Un altar de mármol blanco se erigía en la cabecera de la sala delante de un retablo que tenía unas pinturas que representaban a Ofiuco y a los inmortales, las luchas contra los celestes, los soldados matando a los últimos celestes que había habido, la victoria sobre una joven que fue la única que escapó en aquella guerra, la hija de Orión, todos los actos de los que aquella religión estaba orgullosa. Entre el retablo y el altar había un gran trono perfectamente decorado, preparado para Ofiuco, y en las paredes de la sala había más imágenes, algunas esculturas y ofrendas a sus poderosos lores. Si cualquier persona normal hubiera visto aquel lugar hubiera pensado que se realizaban ritos satánicos, y no se desencaminaban mucho. Los Omegas se sentaban en unos bancos frente al altar, todos vestidos de negro y con una máscara rica y grotescamente decorada que les tapaba la cara, cada máscara era distinta y aterradora, todos esperaban mirando al pasillo central que separaba las filas de bancos. Un Omega vestido de rojo y con una máscara dorada que asustaba más que todas las demás entraba con un niño vestido con ropa muy elegante, un niño que iba a ser el próximo señor de los Omegas. El niño no tendría más de siete años, era delgado y con un cabello muy rubio, liso y bien peinado, rasgos dulces y hermosos que lo hacían parecer un muñeco debido a su extrema palidez y unos ojos grises que en ese momento se encontraban enrojecidos por las lágrimas que amenazaban con salir.

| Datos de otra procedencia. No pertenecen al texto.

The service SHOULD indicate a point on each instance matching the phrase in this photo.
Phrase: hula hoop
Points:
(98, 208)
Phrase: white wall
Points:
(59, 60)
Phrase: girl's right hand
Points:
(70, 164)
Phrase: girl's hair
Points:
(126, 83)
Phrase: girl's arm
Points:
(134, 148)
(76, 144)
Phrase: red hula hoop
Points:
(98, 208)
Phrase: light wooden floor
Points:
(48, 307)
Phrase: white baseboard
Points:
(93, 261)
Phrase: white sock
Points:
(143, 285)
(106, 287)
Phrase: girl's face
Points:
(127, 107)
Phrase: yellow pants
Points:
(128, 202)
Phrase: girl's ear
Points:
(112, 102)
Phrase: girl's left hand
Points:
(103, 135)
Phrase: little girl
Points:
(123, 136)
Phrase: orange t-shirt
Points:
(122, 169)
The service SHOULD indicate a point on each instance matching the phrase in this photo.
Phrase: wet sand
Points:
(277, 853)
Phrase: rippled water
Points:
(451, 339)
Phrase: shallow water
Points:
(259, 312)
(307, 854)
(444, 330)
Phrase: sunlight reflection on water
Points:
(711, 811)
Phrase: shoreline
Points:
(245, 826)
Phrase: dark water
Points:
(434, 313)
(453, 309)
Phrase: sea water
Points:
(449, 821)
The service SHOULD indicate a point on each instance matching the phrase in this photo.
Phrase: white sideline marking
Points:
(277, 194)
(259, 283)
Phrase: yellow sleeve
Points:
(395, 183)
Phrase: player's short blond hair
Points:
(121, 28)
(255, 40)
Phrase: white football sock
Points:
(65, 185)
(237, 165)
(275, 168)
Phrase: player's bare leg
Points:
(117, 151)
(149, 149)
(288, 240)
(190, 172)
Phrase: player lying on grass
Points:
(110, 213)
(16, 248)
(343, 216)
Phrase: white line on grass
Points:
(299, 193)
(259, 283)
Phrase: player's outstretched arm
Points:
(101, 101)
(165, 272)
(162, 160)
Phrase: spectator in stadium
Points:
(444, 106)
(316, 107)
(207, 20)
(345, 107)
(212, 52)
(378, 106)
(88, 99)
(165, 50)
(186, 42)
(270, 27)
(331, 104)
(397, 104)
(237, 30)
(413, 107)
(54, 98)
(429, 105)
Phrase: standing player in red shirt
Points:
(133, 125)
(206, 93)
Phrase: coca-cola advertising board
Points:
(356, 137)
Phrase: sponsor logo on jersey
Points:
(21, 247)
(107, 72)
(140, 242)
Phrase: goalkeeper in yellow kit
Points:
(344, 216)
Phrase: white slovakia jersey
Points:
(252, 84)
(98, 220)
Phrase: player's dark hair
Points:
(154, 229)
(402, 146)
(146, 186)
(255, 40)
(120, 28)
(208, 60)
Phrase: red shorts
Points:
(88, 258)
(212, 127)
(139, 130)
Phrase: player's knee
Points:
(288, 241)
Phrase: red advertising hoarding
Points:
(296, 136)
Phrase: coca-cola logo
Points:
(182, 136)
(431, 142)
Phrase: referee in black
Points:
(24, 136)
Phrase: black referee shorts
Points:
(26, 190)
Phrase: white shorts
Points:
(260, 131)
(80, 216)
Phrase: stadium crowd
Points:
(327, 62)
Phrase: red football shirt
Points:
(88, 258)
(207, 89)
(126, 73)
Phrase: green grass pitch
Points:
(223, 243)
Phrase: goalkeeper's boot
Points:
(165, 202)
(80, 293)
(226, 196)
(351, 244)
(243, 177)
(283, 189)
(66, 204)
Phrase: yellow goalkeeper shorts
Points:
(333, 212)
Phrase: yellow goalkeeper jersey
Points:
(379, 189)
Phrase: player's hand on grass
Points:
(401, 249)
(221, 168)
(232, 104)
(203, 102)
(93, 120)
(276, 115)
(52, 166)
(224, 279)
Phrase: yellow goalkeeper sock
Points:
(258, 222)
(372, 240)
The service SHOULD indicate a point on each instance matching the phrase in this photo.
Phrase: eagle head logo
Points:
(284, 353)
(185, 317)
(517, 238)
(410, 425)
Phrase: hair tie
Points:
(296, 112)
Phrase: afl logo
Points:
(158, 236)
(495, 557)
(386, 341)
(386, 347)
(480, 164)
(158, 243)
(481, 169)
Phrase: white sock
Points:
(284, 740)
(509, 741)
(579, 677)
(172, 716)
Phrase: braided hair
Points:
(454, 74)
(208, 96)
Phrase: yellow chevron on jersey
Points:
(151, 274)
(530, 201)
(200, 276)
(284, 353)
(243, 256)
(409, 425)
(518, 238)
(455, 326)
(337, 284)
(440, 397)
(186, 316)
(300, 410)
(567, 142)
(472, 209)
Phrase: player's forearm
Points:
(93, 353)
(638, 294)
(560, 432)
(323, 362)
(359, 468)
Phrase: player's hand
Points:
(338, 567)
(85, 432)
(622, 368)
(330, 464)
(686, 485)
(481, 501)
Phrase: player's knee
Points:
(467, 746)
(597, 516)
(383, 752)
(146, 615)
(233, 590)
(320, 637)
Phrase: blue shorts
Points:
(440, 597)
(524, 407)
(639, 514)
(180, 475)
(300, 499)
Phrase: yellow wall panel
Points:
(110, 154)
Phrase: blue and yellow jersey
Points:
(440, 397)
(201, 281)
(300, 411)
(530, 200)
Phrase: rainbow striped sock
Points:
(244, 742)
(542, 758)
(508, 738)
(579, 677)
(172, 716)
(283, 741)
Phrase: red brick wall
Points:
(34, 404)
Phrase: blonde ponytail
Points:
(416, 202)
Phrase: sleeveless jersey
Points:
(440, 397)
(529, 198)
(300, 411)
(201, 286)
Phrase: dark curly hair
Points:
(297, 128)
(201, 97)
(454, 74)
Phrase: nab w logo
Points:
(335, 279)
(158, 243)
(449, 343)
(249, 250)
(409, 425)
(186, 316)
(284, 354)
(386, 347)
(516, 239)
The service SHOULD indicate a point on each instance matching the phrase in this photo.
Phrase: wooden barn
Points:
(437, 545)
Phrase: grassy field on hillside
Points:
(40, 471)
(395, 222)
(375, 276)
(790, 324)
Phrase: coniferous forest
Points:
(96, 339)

El pequeño miraba el lugar muerto de miedo y se encogía acongojado cada vez que veía unos nuevos ojos observando su cuerpo.

— Solo quiero ir con mi mamá– lloraba el niño de la mano del hombre de rojo, totalmente indefenso y desprotegido, con una voz tan triste que habría conmovido a cualquiera. A cualquiera menos a ellos.

— Pronto estarás con ella –contestó el hombre de rojo al llegar al altar– ¡El heredero de la Luna y el Sol ha sido traído a nosotros! ¡Ofiuco, acepta este humilde sacrificio y acompañanos en nuestro camino!– exclamó mientras abría sus brazos hacia el cielo tratando de dar aires de grandeza, aunque más que un ser poderoso recordaba a un brujo aterrador. El niño intentó soltarse y escapar pero dos hombres más llegaron y lo tumbaron bruscamente en el altar.

— Que la ceremonia de comienzo –anunció, y sin más preámbulos, los grotescos actos que se disponían a cometer dieron inicio.

Encadenaron al niño al blanco altar con unas cadenas de oro y los hombres trajeron un cofre dorado y ornamentado con un cáliz y un frasco en su interior, para después comenzar a murmurar unas complejas e indescifrables oraciones en latín a la vez que el sacerdote pronunciaba las palabras del ritual.

— La sangre de un celeste muerto en combate —el hombre llenó el cáliz con la sangre y lo acercó al niño– bebe –ordenó, ofreciendole la sangre de uno de aquellos pobres desgraciados a los que tanto tiempo atrás habían matado.